Jokes aside, hours like that are reserved for people that lack the ability to say no, and whose priorities are mixed up. Would you rather work:
100 hours a week, for someone else's dream, for $150,000 a year, never have vacations, a day off, or even 5 hours of sleep a night
40 hours a week in a coffee shop for $30,000 a year?
I’m interested to hear what our readers think, so leave a comment at the bottom of the article for me. I’d take the latter option any day. Quality of life is not worth the sacrifice of time and freedom to do the things that make you happy, in my humble opinion anyway. But this raises the question: where do you draw that line? I have no doubt that its location is different for every person, for every field, and it’s something you yourself need to figure out.
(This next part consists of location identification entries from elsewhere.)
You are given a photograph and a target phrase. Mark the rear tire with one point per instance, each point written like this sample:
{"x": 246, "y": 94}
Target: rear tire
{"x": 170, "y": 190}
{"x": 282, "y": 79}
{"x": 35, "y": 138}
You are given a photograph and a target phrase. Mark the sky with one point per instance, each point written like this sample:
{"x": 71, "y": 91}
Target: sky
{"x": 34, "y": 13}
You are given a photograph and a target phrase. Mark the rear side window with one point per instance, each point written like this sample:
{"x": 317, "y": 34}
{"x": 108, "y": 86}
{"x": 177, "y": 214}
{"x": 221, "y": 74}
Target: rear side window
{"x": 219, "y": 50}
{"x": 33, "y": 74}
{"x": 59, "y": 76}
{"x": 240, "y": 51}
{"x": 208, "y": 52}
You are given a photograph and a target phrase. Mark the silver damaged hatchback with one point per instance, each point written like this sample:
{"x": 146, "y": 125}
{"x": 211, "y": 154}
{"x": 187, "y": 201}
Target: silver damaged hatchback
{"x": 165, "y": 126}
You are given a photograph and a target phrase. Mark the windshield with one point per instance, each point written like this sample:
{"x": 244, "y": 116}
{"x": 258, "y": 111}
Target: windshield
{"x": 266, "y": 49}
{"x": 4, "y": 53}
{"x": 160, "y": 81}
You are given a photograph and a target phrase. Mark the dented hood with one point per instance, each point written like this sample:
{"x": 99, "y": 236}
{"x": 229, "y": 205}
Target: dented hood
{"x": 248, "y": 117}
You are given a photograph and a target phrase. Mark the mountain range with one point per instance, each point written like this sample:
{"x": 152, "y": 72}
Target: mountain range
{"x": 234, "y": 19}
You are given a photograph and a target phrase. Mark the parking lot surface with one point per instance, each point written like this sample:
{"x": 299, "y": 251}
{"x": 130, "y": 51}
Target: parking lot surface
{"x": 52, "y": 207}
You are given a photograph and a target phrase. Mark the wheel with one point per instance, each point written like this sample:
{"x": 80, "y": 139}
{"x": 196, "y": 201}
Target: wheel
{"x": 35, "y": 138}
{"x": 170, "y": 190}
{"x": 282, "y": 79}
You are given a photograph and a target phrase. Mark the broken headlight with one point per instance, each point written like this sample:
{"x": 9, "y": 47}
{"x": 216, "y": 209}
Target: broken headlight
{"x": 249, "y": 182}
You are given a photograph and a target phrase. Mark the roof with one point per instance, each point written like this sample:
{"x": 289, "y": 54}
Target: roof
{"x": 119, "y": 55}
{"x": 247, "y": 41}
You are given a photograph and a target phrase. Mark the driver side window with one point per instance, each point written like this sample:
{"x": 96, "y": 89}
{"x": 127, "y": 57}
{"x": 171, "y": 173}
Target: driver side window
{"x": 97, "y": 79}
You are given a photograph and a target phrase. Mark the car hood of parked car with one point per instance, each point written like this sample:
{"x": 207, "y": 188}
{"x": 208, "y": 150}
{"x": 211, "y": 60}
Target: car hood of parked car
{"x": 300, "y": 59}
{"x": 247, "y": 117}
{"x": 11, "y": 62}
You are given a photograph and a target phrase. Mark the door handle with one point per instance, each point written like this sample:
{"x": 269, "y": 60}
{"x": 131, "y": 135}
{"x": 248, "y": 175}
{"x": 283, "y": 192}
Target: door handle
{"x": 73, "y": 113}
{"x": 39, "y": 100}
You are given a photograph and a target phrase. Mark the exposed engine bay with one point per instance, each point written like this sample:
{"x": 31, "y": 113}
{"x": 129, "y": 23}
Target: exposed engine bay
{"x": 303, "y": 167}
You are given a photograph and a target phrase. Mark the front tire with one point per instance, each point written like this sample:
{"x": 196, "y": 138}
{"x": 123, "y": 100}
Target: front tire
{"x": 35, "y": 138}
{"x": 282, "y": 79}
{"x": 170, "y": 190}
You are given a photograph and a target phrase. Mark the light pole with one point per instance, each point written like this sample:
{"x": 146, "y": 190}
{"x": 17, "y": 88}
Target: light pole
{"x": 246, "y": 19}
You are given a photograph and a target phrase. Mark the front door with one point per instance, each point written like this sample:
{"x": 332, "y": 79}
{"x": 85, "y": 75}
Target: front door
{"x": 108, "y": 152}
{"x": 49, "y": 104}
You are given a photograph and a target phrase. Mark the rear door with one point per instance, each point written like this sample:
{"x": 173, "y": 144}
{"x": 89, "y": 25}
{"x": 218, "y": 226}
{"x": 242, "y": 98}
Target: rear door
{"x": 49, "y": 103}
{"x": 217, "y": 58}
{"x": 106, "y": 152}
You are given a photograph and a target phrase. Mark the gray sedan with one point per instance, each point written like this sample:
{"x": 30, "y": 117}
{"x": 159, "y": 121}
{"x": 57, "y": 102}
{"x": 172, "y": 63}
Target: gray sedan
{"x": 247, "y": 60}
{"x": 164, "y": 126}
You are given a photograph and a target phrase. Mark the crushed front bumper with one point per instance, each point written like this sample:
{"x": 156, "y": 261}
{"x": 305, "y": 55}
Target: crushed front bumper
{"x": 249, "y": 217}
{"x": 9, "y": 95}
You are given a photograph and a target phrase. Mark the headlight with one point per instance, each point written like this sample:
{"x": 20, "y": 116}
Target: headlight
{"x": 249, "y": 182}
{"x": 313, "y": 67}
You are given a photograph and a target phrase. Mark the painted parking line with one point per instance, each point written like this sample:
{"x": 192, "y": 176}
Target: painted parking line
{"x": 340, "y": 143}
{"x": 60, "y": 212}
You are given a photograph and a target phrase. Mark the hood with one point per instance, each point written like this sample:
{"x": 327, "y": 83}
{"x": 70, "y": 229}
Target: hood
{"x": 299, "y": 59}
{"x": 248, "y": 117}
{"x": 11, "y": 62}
Let me begin by saying that I believe a rough estimate for my personal Karoshi Line is about 80 hours a week. I’ll henceforth refer to the Karoshi Line as the point at which you are working so much that you begin to contemplate suicide to escape work. Not exactly the same as “working to death”, but still a point that none of us ever want to meet - and most certainly never want to cross. One can get a pretty good idea of their Karoshi Line by a single method. Work longer and longer hours until you start to slip into a dark depression. This discovery technique applies to your main career, but everyone's KLs are going to be different depending on the type of work their doing. You can probably creep up on your KL and not actually touch it. That approach would be to methodically engage in more projects until you feel a stress threshold building that isn't relieved by a good nights rest or a hard workout. Whether or not the work makes you tired is one factor, but not being able to escape it when you leave for the day is another big one. If you don't have an outlet of relief, such as the gym, getting hammered, racing cars, etc, then the KL will drift ever closer as the monotony of your life continues.
Lots of people enjoy their careers. Lots of people do not. I have no doubt that KL duration would directly correlate with how much you enjoy working in your field.
I suppose it’s possible that insane work hours make you happy – but if that’s the case, most likely you’re an entrepreneur and are pursuing your own dream. So shut your happy mouth and let the rest of the kids listen.
Working for someone else to death is perhaps the greatest tragedy of life in the developed world. You sacrifice your living breath for the benefit of a corporation, of which your contribution directly affected only .001% of their quarterly return. Working to death on your own pursuits, is more noble (but don't mistake that for condoning). When you're following your passion (and that passion happens to be your livelihood and work), then dying while your doing it is on the same level as an avid skydiver's parachute not deploying, or a free diver getting shredded by hammerheads in on a peaceful summer day. They cross the boundary doing their own thing, their own way. Rock on.
If you decide your Karoshi Line is 40 hours a week or less (which means you’re not working overtime and are already thinking dark thoughts), then you should get the hell out of your workplace, or even possibly your career field entirely. No amount of money is worth living a depressed life.